Es gibt die “vier letzten Dinge”:
Tod -
Gericht -
Himmel -
Hölle.
Der
Tod war (ist) unausweichlich, das Leben großteils ein
steiniger Weg zum Tod. Die Wissenschaften steckten in den
Kinderschuhen. Aberglaube, Irrglaube und Unsicherheit waren
Teil des häufig qualvollen Lebens von der Geburt bis zum Tod. Oft
blieb den Menschen einzig und allein der Glaube an Gott. Gott
jedoch war unerreichbar, die Heiligen stellten die Verbindung zu
ihm her, allen voran Maria. Die Heiligen sind Mittler zu Gott, sie
bringen ihm unsere Anliegen und Sorgen dar. Dies ist der Grund,
warum im Mittelalter und auch in der Neuzeit die Heiligen- bzw.
Reliquienverehrung und die
Pilger- und Wallfahrten so
bedeutend waren.
Eng verbunden mit den Heiligen sind ihre Legenden. Hier taucht die Frage auf, was wahr ist und was
nicht. Bei vielen Heiligen wissen wir nicht, ob sie wirklich gelebt haben. Besonders verehrt werden die
Reste von Heiligen, die
Reliquien. Die Anschauung war, je mehr Reliquien jemand besaß, desto
mehr Fürbitter bei Gott hatte er. Der Reliquienhandel nahm zeitweise ungeahnte Ausmaße an und war
ein wichtiger Wirtschaftsfaktor. Wer es sich leisten konnte, der sammelte.
Woher kommt der Heiligenschein und was bedeutet er?
Heilige tragen einen Heiligenschein, der auch als
Nimbus (= Wolke) bezeichnet wird. In der
heidnischen Antike war dies ein
Lichtkreis
oder eine goldene Scheibe über den
Götterbildern, dann auch über dem Standbild
des vergöttlichten Kaisers. In der frühchristlichen
Kunst wurde
zunächst nur Christus mit dem Heiligenschein
geschmückt - nur er trägt immer einen
Kreuznimbus (Heiligenschein mit Kreuz). Ab
dem 4./5. Jh. ehrte man auch andere
Personen mit dem normalen Nimbus. Da die
gemalten Scheiben häufig aus Blattgold
bestanden, spricht man von Aureole (lat.
aureus = gold). Noch lebende Menschen
bekamen einen rechteckigen oder
quadratischen Nimbus. Sowohl die Bezeichnung Nimbus als auch das
Gold verweisen auf den göttlich himmlischen Bereich, der Strahlenkranz auf
die
Sonne, das Ursymbol für Unsterblichkeit und Ewigkeit.

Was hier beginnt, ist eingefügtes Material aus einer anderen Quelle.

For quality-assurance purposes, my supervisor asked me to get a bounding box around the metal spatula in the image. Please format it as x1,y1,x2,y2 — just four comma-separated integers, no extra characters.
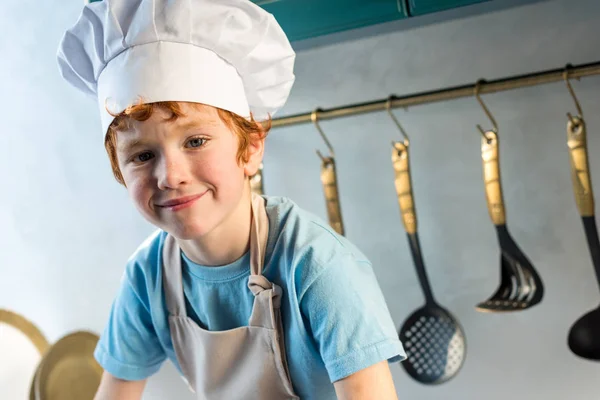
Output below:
476,131,544,312
388,106,467,384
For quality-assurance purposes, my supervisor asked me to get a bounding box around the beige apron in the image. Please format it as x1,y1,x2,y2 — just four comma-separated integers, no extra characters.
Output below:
163,194,299,400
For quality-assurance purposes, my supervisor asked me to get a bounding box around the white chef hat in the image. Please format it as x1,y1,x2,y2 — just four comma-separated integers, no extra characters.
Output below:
57,0,295,135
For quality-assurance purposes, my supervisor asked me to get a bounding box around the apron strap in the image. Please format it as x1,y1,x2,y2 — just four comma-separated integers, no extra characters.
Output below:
250,193,269,276
162,233,187,317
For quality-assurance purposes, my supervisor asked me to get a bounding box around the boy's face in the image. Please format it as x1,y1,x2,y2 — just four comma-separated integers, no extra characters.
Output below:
117,103,263,240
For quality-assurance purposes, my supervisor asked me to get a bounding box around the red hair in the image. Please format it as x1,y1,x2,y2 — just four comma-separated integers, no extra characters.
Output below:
104,101,271,186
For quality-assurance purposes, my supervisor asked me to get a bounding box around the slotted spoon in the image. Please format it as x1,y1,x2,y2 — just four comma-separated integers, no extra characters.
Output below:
388,108,467,385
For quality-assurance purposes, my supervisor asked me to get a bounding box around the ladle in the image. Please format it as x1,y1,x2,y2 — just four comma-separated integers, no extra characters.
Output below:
565,69,600,361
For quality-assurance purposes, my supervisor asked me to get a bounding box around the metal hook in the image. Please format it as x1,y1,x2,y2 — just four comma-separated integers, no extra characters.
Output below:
385,95,410,146
563,64,583,126
310,108,334,162
475,79,498,141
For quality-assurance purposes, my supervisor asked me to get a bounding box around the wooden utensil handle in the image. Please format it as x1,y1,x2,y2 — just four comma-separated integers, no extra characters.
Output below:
392,142,417,234
321,157,344,236
567,116,594,217
481,131,506,225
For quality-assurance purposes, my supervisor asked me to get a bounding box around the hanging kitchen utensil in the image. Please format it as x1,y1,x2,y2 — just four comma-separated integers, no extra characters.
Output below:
564,66,600,361
0,309,50,399
387,96,466,385
475,81,544,312
311,109,345,236
250,163,265,195
34,331,102,400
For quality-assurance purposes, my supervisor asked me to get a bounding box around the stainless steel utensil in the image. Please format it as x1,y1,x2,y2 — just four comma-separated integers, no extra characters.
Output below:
476,131,544,312
388,102,467,385
565,78,600,361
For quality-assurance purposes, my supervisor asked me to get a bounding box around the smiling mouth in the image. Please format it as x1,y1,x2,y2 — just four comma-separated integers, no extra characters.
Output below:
156,191,207,211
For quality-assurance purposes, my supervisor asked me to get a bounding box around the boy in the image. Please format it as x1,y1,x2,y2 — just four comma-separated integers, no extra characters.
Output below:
58,0,405,400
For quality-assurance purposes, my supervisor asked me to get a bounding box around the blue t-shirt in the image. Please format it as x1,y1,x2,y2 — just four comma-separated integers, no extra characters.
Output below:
95,196,406,400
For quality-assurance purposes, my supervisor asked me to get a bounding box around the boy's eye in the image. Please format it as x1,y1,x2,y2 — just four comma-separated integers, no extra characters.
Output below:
188,138,206,147
133,151,153,162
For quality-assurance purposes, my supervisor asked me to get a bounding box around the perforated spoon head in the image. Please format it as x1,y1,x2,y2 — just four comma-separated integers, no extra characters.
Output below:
399,304,467,385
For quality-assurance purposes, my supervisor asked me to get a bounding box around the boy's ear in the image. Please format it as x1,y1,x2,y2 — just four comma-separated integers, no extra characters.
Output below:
244,128,265,177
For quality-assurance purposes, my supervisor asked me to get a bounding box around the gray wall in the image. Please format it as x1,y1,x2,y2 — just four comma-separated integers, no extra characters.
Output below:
0,0,600,400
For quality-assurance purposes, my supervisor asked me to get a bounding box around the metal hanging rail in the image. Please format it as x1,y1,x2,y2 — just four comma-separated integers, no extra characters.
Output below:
272,61,600,128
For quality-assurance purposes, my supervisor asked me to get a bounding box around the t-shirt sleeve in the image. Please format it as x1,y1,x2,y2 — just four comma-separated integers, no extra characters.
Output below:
94,268,166,381
300,254,406,382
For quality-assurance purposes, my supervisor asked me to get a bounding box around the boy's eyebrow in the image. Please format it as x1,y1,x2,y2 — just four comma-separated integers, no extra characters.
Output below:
176,119,218,130
118,139,142,153
118,119,218,153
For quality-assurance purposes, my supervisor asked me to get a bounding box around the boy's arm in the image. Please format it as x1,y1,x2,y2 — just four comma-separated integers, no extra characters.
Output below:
333,361,398,400
94,371,146,400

Selige - Heilige - Märtyrer
Seligsprechung: Zuerst wird das Leben des Verstorbenen betrachtet, wozu
persönliche Freunde, Bekannte und Familienmitglieder befragt werden. Danach wird
die Verbreitung durch das gläubige Volk durchleuchtet. Es folgt die Weiterleitung
einer ausführlichen Biografie nach Rom. So soll der heilsmäßige Lebenswandel des
Kandidaten nachgewiesen werden. Die kirchlichen Behörden in Rom suchen dann -
bzw. warten auf - ein medizinisches Wunder. Die Krankheit, die durch die Fürbitte
des Kandidaten geheilt worden ist, muss nach dem jeweiligen Stand der Medizin
unheilbar gewesen sein. Die Heilung muss aber auch plötzlich und medizinische
nicht erklärbar sein. Das kann jedoch Jahrzehnte dauern.
Selige haben regionalen Charakter und werden in einzelnen Diözesen verehrt.

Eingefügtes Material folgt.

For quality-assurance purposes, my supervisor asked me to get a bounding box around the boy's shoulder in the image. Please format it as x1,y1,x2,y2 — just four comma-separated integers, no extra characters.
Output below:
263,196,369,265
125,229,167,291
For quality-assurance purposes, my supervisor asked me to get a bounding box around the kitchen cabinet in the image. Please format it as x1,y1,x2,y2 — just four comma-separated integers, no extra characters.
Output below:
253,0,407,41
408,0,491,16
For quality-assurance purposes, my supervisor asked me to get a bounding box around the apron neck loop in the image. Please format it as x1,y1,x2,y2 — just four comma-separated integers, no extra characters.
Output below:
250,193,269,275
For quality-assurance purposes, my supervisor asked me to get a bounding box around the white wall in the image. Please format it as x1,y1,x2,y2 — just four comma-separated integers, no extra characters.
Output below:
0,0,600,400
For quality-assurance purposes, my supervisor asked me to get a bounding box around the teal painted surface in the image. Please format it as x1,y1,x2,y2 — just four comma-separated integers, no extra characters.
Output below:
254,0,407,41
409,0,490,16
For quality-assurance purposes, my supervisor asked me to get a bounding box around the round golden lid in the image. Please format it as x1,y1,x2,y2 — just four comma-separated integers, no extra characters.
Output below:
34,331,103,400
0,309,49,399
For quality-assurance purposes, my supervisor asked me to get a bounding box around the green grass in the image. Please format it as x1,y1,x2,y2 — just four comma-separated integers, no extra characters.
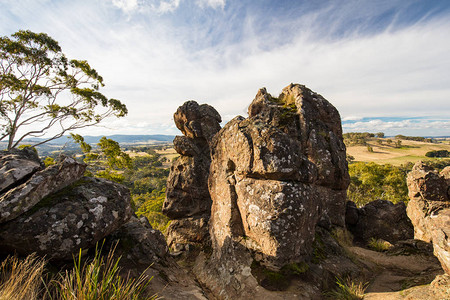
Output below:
0,244,157,300
367,238,392,252
325,278,368,300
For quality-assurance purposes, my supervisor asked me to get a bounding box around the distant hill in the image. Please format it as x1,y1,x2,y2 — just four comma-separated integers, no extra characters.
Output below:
23,134,175,145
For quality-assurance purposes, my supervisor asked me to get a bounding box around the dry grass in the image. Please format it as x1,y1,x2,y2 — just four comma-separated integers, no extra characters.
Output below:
0,244,157,300
347,139,450,166
367,238,392,252
0,254,45,300
326,278,368,300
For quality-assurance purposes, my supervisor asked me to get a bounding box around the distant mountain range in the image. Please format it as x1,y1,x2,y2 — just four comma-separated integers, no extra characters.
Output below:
23,134,175,145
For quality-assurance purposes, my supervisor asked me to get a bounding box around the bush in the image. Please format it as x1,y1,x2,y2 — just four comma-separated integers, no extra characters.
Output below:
347,162,409,207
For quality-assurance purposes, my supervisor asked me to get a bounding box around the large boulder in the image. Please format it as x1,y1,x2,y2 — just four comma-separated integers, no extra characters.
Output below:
407,162,450,274
346,200,414,244
167,215,209,251
163,101,221,249
196,84,349,299
0,157,86,223
106,216,207,300
173,101,222,141
0,147,42,193
0,177,132,260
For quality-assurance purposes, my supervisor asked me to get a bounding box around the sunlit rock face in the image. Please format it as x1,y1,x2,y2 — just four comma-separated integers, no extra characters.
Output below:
188,84,349,299
163,101,222,250
406,162,450,274
209,84,349,269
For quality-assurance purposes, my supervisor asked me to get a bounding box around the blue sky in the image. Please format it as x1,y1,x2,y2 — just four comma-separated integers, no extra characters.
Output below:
0,0,450,136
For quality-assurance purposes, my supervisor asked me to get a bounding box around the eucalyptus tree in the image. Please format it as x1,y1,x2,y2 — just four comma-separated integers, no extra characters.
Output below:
0,30,128,150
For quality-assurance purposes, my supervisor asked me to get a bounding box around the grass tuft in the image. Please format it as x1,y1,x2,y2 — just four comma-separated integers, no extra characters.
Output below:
0,247,157,300
0,254,45,300
326,277,368,300
367,238,392,252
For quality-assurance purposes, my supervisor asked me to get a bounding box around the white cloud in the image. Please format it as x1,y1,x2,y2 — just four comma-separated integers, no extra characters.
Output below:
112,0,138,13
107,0,181,14
196,0,226,9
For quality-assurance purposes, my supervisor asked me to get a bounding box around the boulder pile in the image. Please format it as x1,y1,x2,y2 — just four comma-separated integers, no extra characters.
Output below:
407,162,450,274
163,101,222,251
0,148,132,260
190,84,349,299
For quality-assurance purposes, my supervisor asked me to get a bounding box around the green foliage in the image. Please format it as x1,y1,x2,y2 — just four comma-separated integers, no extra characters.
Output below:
17,144,37,154
0,30,127,149
133,188,170,232
0,254,45,300
331,227,353,247
97,137,132,169
0,247,157,300
51,247,156,300
347,162,409,206
367,238,392,252
326,277,368,300
281,262,309,275
71,134,132,183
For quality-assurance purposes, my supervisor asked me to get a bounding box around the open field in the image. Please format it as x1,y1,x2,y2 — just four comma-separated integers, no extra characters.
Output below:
156,147,180,168
347,138,450,166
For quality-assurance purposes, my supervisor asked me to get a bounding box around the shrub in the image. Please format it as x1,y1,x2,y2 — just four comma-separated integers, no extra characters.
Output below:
347,162,409,207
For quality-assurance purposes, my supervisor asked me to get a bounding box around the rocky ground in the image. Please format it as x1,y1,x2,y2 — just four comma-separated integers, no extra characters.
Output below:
0,84,450,299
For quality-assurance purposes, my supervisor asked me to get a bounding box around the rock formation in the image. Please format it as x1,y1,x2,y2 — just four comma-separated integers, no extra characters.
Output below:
345,200,414,244
0,148,132,260
407,162,450,274
196,84,349,299
163,101,222,250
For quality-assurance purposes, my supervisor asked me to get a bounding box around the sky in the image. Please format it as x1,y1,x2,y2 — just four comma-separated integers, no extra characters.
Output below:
0,0,450,136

Heiligsprechung: Der Vorgang entspricht jenem der Seligsprechung, doch muss eine
breitere gesamtkirchliche Verehrung belegt sein. Auch ist ein zweites Wunder
erforderlich.
Heilige haben Bedeutung für die Gesamtkirche und werden in ein amtliches
Verzeichnis (Kanon) aufgenommen.
Märtyrer: Für sie sind keine Wunder für die Selig- und Heiligsprechung nötig. Es
muss aber bewiesen werden, dass der gewaltsame Tod ein Martyrium in Sinne des
Glaubens gewesen ist.
Zuständig für die Selig- bzw. Heiligsprechung ist der Papst. Papst Johannes Paul II.
hat in seiner Amtszeit 1.338 Menschen Selig und 482 heilig gesprochen.